Compare that to CloudFormation, Kubernetes and Terraform:
CloudFormation
Resources: myCluster: Type: 'AWS::EKS::Cluster' Properties: Name: prod Version: '1.14' RoleArn: >- arn:aws:iam::012345678910:role/eks-service-role-AWSServiceRoleForAmazonEKS-EXAMPLEBQ4PI ResourcesVpcConfig: SecurityGroupIds: - sg-6979fe18 SubnetIds: - subnet-6782e71e - subnet-e7e761ac
Kubernetes
kind: Deployment apiVersion: apps/v1 spec: replicas: 3 selector: matchLabels: cdk8s.deployment: MyAppC6A88652 template: metadata: labels: cdk8s.deployment: MyAppC6A88652 spec: <pod-spec-ommitted-for-brevity> --- kind: Service apiVersion: v1 spec: type: ClusterIP ports: - port: 8000
Terraform
# Configure the Chef provider provider "chef" { server_url = "https://api.chef.io/organizations/example/" # You can set up a "Client" within the Chef Server management console. client_name = "terraform" key_material = "${file("chef-terraform.pem")}" } # Create a Chef Environment resource "chef_environment" "production" { name = "production" } # Create a Chef Role resource "chef_role" "app_server" { name = "app_server" run_list = [ "recipe[terraform]", ] }
To wrap up
The construct API design lends itself to easily represent a number of data models in the Infastructure as Code space, including CloudFormation (the original design), Kubernetes, and Terraform.
Now that APIs have been implemented for all three, a DevOps team can cover a lot of resources with IaC and standardize on APIs and tools, gaining a tremendous amount of value by reducing the overall headspace their team needs to set up and maintain the systems.
It’s likely we’ll see other APIs in the future, perhaps an azure-cdk?!
Developer Operations is still a growing team in most organizations.
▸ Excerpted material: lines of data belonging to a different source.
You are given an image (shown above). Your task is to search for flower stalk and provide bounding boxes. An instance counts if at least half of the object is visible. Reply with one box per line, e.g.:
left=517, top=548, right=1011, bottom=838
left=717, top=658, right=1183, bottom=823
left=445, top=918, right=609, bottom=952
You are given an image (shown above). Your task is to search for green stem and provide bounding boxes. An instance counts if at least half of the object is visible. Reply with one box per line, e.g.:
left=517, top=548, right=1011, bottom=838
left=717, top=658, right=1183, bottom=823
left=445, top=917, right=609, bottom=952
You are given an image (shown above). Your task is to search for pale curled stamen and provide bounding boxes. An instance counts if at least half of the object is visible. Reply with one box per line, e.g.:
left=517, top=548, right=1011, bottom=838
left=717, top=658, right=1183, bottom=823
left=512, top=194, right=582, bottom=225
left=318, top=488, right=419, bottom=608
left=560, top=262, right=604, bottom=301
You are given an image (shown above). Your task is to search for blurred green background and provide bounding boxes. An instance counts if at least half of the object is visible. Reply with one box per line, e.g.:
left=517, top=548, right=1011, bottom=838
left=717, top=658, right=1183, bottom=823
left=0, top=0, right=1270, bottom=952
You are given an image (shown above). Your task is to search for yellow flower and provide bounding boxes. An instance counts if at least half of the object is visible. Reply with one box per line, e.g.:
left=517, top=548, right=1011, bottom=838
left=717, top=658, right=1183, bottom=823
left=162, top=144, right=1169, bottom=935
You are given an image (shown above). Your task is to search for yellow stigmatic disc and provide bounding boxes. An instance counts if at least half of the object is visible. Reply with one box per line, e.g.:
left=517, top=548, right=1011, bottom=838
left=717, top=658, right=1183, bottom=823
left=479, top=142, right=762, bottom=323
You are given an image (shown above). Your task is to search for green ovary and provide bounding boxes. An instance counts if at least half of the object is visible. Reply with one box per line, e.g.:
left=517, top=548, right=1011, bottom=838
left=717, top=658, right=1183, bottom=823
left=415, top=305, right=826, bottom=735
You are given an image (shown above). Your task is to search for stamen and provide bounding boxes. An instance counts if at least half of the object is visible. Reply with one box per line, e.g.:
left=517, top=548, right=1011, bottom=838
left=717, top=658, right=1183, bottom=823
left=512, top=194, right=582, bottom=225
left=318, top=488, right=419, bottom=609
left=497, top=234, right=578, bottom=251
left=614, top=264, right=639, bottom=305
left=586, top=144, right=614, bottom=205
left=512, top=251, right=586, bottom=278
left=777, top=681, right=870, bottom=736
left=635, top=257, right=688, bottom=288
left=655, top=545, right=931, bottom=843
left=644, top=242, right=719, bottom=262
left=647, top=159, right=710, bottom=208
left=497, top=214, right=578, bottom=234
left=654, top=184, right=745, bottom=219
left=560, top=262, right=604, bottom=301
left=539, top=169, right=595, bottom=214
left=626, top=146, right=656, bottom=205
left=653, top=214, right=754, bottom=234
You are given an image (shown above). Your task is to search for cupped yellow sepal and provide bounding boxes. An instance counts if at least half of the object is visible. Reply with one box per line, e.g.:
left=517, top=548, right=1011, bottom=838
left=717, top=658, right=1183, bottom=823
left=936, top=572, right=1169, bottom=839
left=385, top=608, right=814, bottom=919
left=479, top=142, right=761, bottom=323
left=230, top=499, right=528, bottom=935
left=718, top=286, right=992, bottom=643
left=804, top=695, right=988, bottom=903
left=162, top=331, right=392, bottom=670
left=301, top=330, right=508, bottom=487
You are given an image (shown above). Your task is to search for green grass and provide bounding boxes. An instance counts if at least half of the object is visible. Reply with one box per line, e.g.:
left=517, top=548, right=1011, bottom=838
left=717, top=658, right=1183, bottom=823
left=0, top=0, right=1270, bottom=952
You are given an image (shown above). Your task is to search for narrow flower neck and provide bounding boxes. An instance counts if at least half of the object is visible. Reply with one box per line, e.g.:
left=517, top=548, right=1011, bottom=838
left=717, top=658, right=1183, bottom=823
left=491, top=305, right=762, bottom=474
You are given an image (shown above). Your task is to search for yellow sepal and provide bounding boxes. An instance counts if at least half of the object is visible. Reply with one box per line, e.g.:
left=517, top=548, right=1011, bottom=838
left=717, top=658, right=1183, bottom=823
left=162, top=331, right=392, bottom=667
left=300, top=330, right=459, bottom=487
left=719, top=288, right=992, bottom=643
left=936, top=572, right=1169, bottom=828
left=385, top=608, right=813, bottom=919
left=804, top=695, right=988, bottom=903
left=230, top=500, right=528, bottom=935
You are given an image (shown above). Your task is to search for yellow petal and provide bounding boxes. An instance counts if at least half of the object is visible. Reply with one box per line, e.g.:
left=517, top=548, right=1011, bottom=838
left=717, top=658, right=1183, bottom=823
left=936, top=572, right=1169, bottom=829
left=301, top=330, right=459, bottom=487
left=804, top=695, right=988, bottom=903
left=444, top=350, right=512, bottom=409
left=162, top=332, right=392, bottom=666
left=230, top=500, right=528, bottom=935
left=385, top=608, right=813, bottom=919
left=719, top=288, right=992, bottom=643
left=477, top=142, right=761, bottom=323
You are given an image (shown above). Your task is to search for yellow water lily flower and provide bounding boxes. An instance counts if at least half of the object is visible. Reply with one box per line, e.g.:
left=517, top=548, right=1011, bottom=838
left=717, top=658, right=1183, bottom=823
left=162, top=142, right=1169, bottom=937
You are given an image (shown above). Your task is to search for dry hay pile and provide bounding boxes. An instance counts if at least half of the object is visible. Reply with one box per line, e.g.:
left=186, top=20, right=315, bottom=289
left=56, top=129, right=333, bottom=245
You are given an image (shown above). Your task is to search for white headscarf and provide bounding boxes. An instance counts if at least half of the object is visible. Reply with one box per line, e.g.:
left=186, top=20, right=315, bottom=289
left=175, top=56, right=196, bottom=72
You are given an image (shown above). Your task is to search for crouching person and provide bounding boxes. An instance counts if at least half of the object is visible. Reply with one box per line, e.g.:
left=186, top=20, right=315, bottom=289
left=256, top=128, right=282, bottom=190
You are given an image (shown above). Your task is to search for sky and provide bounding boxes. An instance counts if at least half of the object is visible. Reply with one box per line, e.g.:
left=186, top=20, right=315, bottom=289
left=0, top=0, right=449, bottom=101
They’re constantly being asked to support more and more development teams. Currently, larger enterprises are seeing a mix of CloudFormation, Terraform, and others within their environment.
This sprawl can cause problems onboarding DevOps engineers when priorities shift. Can someone who knows CloudFormation pick up Terraform, or vice-versa? With time, absolutely. But, during that time productivity is likely to take a hit.
Imagine an organization that has 13 different UI projects under development. Some projects are written in Vue, others in React, while there may be some older projects running different versions of Angular.
If priorities shift and one project requires additional developers, those developers better know that framework or else they’ll be asking more questions than solving problems.
The organization is then inflexible, and unable to meet changing demands. This leads most organizations to try to standardize on a particular framework.
The same is goes for Infrastructure as Code. Organizations will find value in having their DevOps teams working with similar APIs to generate resources.
The AWS CDK has established itself in the AWS IaC space because of its expressive and concise API. The cdk8s and terraform-cdk are in their early days, but are looking like very promising projects that have the same benefits.
Organizations looking to adopt Infrastructure as Code now have a consistent API with wide support for all their needs.